It was part of my plan to make sure it was not possible for her to determine the scale of her weight gain until it was too late to do anything about it.

Therefore I gave Tom the money to keep buying her clothes so she did not have to go out and notice how quickly she was moving up dress sizes. I also got him to break there weighing scale so Leanne would not be able to see the number keep climbing upwards. 
Another of his primary tasks was to convince her that she was not getting fat just perhaps a little curvy and that she had a figure every woman would envy. She was someone who liked to be told how great she was and how great she looked, so Tom was there to make sure she felt great about her changing appearance.

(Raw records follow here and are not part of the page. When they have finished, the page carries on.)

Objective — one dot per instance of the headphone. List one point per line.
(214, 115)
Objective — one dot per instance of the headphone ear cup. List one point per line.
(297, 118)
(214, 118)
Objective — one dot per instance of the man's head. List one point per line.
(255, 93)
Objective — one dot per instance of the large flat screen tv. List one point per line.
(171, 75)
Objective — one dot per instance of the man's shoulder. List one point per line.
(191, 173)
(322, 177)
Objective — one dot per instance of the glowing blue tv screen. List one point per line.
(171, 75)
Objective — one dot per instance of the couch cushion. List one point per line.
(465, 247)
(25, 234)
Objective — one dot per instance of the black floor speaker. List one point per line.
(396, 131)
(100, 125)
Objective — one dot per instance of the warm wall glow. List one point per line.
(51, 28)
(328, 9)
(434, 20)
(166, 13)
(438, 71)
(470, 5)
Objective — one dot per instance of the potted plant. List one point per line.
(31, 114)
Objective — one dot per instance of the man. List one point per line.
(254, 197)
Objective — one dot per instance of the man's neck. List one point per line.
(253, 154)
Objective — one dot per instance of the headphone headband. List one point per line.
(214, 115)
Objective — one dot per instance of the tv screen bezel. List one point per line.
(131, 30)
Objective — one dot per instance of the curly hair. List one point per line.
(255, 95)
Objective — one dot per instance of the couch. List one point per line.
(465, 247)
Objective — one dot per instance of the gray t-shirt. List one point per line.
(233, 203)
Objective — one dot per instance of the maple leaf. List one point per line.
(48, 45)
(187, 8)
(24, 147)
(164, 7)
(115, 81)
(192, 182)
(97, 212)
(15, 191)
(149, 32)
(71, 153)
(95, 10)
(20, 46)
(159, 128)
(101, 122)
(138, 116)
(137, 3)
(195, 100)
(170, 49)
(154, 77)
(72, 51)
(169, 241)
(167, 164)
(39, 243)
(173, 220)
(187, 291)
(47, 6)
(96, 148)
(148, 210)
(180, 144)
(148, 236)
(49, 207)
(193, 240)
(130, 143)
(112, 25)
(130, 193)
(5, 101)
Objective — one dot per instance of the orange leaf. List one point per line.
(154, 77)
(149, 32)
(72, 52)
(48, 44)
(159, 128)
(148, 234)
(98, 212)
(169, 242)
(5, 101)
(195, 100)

The combination of Michelle in the day and Tom on evening and weekends meant there was always someone around to help Leanne on her journey. With both in place I was feeling confident I had the fundamentals in place to make things happen.

*Forced move*

I was sat at my desk one afternoon and my mind drifted from the meeting I was supposed to be preparing for to ways to fatten Leanne. I thought how successful her being away at clients seemed to be for her to put on weight and how we could stretch this. After a few minutes I had an eureka moment and came up with a special assignment researching new products to offer to clients. It would mean working out of town because that is where the research centre we use is based. That would mean staying in a hotel all week and just go home for weekends which Tom would make sure she would do plenty of eating during anyway.

I decided to send Michelle along to assist her in both the work and in helping to get her to eat on a regular basis. Upon ending the assignment Michelle popped by to tell me how things had gone.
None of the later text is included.